BioPlex 1.0.2
library(BioPlex)
library(AnnotationDbi)
library(AnnotationHub)
library(graph)
Connect to AnnotationHub:
ah <- AnnotationHub::AnnotationHub()
Connect to ExperimentHub:
eh <- ExperimentHub::ExperimentHub()
OrgDb package for human:
orgdb <- AnnotationHub::query(ah, c("orgDb", "Homo sapiens"))
orgdb <- orgdb[[1]]
orgdb
#> OrgDb object:
#> | DBSCHEMAVERSION: 2.1
#> | Db type: OrgDb
#> | Supporting package: AnnotationDbi
#> | DBSCHEMA: HUMAN_DB
#> | ORGANISM: Homo sapiens
#> | SPECIES: Human
#> | EGSOURCEDATE: 2021-Sep13
#> | EGSOURCENAME: Entrez Gene
#> | EGSOURCEURL: ftp://ftp.ncbi.nlm.nih.gov/gene/DATA
#> | CENTRALID: EG
#> | TAXID: 9606
#> | GOSOURCENAME: Gene Ontology
#> | GOSOURCEURL: http://current.geneontology.org/ontology/go-basic.obo
#> | GOSOURCEDATE: 2021-09-01
#> | GOEGSOURCEDATE: 2021-Sep13
#> | GOEGSOURCENAME: Entrez Gene
#> | GOEGSOURCEURL: ftp://ftp.ncbi.nlm.nih.gov/gene/DATA
#> | KEGGSOURCENAME: KEGG GENOME
#> | KEGGSOURCEURL: ftp://ftp.genome.jp/pub/kegg/genomes
#> | KEGGSOURCEDATE: 2011-Mar15
#> | GPSOURCENAME: UCSC Genome Bioinformatics (Homo sapiens)
#> | GPSOURCEURL:
#> | GPSOURCEDATE: 2021-Jul20
#> | ENSOURCEDATE: 2021-Apr13
#> | ENSOURCENAME: Ensembl
#> | ENSOURCEURL: ftp://ftp.ensembl.org/pub/current_fasta
#> | UPSOURCENAME: Uniprot
#> | UPSOURCEURL: http://www.UniProt.org/
#> | UPSOURCEDATE: Wed Sep 15 18:21:59 2021
keytypes(orgdb)
#> [1] "ACCNUM" "ALIAS" "ENSEMBL" "ENSEMBLPROT" "ENSEMBLTRANS"
#> [6] "ENTREZID" "ENZYME" "EVIDENCE" "EVIDENCEALL" "GENENAME"
#> [11] "GENETYPE" "GO" "GOALL" "IPI" "MAP"
#> [16] "OMIM" "ONTOLOGY" "ONTOLOGYALL" "PATH" "PFAM"
#> [21] "PMID" "PROSITE" "REFSEQ" "SYMBOL" "UCSCKG"
#> [26] "UNIPROT"
Get core set of complexes:
core <- getCorum(set = "core", organism = "Human")

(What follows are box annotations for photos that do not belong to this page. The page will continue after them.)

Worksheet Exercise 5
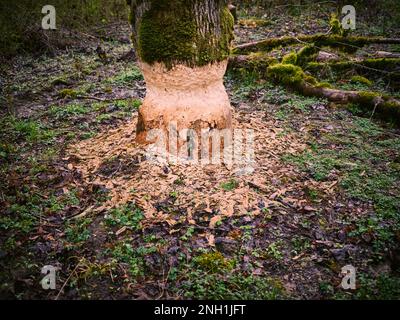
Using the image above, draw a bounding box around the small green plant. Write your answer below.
[107,66,143,86]
[180,226,195,241]
[193,251,234,273]
[104,204,144,230]
[65,218,92,243]
[266,242,282,260]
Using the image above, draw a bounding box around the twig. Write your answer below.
[54,259,82,300]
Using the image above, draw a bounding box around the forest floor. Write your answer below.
[0,5,400,299]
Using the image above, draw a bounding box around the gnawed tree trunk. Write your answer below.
[131,0,233,143]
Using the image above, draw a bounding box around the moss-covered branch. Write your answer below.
[228,52,400,124]
[267,63,400,124]
[234,34,400,54]
[307,58,400,75]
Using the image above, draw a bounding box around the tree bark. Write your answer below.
[131,0,233,143]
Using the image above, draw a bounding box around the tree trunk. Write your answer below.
[131,0,233,143]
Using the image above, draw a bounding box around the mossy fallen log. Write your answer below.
[233,34,400,54]
[307,58,400,73]
[267,63,400,124]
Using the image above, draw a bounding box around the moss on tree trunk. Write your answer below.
[131,0,234,68]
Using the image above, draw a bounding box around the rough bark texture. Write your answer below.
[131,0,233,143]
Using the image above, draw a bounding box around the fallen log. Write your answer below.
[233,34,400,54]
[267,63,400,124]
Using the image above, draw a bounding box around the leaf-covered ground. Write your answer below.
[0,3,400,299]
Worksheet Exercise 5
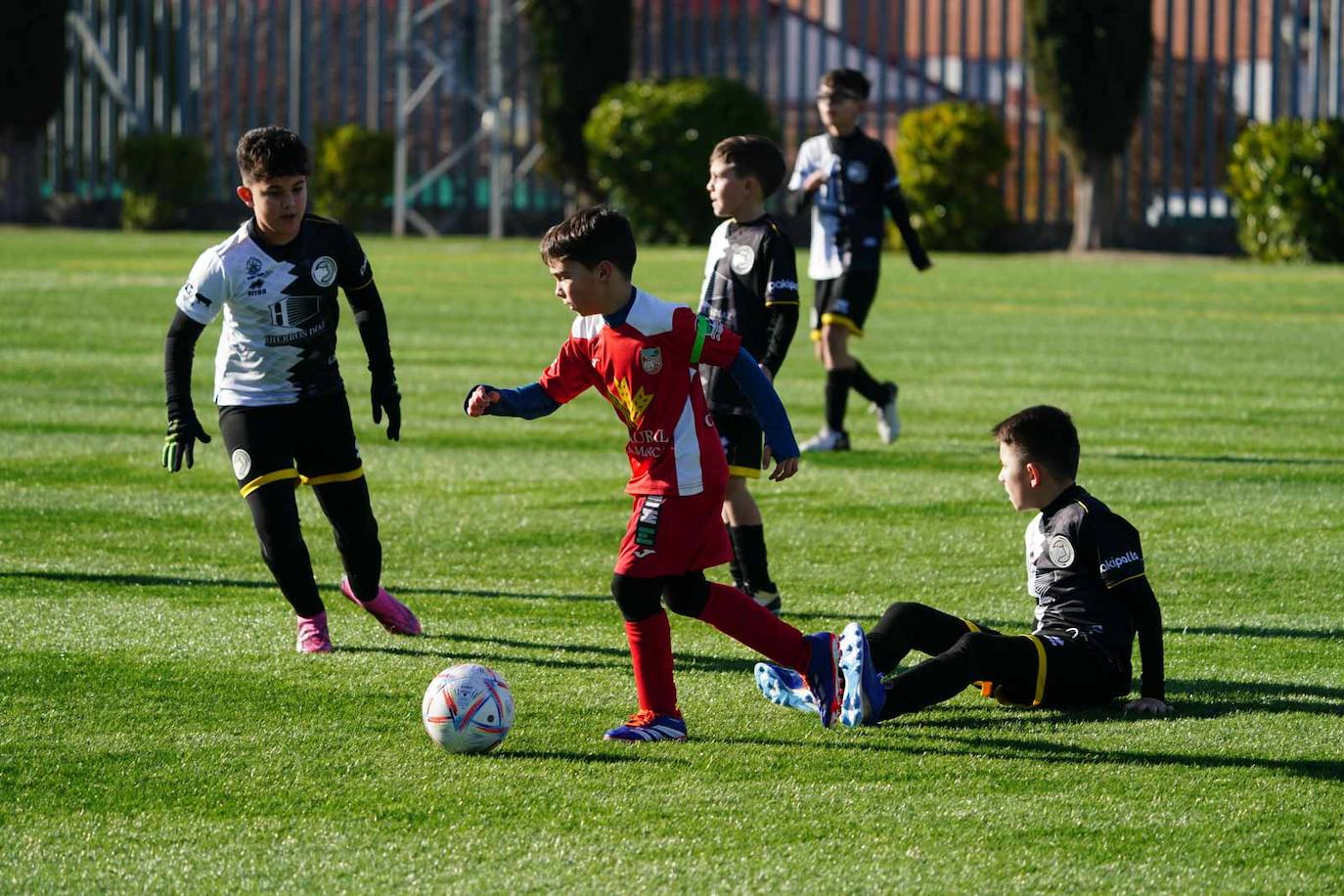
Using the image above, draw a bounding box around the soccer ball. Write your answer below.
[421,662,514,752]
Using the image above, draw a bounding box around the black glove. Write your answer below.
[368,374,402,442]
[162,411,209,472]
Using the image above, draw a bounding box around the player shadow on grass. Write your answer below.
[336,631,758,680]
[0,569,611,602]
[480,744,684,764]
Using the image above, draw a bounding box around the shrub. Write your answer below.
[583,78,779,244]
[1227,118,1344,262]
[118,133,209,230]
[896,102,1009,249]
[310,125,396,230]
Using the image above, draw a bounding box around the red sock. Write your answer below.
[625,602,677,716]
[700,582,809,669]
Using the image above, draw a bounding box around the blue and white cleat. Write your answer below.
[840,622,887,728]
[802,631,841,728]
[603,709,686,741]
[755,662,819,713]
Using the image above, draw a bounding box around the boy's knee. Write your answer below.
[256,519,306,562]
[881,601,928,627]
[611,572,662,622]
[662,572,709,616]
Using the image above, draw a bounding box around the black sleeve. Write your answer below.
[1111,575,1167,699]
[784,190,816,217]
[761,234,798,377]
[761,303,798,377]
[336,227,374,295]
[345,278,394,377]
[164,310,205,421]
[883,184,928,270]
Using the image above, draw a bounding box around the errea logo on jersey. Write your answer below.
[312,255,336,287]
[1100,551,1143,573]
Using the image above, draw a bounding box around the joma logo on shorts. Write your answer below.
[1100,551,1142,572]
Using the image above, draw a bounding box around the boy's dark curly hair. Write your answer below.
[238,125,313,183]
[991,404,1079,482]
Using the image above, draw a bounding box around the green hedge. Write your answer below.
[896,102,1009,251]
[583,78,779,244]
[118,133,209,230]
[1227,118,1344,262]
[309,125,396,230]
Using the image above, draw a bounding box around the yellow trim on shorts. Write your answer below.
[1023,634,1046,706]
[238,467,302,497]
[1106,572,1147,591]
[812,312,863,338]
[298,465,364,485]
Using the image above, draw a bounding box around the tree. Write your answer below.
[524,0,633,204]
[0,3,66,220]
[1027,0,1153,251]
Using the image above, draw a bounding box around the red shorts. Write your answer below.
[615,489,733,579]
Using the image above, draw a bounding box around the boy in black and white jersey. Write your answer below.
[698,134,798,614]
[162,126,421,652]
[755,404,1171,727]
[789,68,933,451]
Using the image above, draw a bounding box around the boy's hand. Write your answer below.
[368,374,402,442]
[802,170,830,194]
[1125,697,1172,716]
[467,385,500,417]
[763,456,798,482]
[162,411,209,472]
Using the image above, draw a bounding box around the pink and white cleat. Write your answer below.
[340,576,421,634]
[294,609,332,652]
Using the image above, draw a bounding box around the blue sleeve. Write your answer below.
[463,382,560,421]
[729,348,800,461]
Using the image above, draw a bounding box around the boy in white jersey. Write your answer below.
[162,126,421,652]
[463,205,840,741]
[698,134,798,614]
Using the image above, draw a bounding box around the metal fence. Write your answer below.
[43,0,1344,231]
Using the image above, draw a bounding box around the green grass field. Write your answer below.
[0,230,1344,893]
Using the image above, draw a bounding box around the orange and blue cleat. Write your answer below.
[603,709,686,741]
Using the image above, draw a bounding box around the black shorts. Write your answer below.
[714,411,763,479]
[977,626,1129,708]
[219,393,364,497]
[812,270,877,339]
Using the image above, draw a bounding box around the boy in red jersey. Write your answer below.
[463,205,840,741]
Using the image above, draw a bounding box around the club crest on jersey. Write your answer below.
[1050,535,1074,569]
[640,348,662,375]
[607,381,653,427]
[844,158,869,184]
[229,449,251,479]
[312,255,336,287]
[729,246,755,277]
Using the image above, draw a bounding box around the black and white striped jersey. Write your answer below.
[789,127,901,280]
[176,215,374,406]
[1025,485,1145,668]
[698,215,798,414]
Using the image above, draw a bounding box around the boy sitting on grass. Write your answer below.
[463,205,840,741]
[755,404,1171,727]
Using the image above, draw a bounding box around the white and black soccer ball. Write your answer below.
[421,662,514,752]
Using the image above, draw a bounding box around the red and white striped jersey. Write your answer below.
[540,291,741,496]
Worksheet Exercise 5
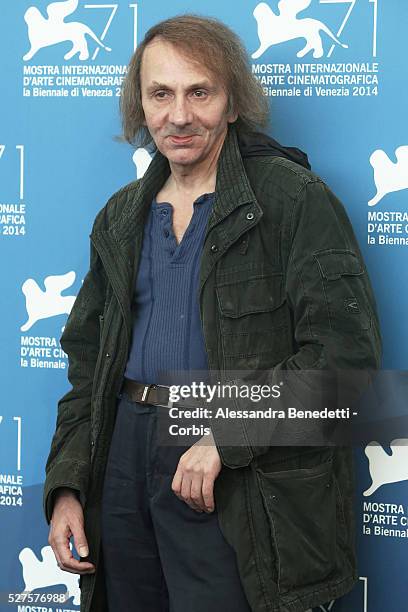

Turn the CORUM complexes into a list of graph instances, where all nodes of a complex are connected to all other nodes of that complex with undirected edges.
core.glist <- corum2graphlist(core, subunit.id.type = "UNIPROT")
Identify complexes that have a subunit of interest:
has.cdk2 <- hasSubunit(core.glist,
subunit = "CDK2",
id.type = "SYMBOL")
Check the answer:
table(has.cdk2)
#> has.cdk2
#> FALSE TRUE
#> 2408 9
cdk2.glist <- core.glist[has.cdk2]
lapply(cdk2.glist, function(g) unlist(graph::nodeData(g, attr = "SYMBOL")))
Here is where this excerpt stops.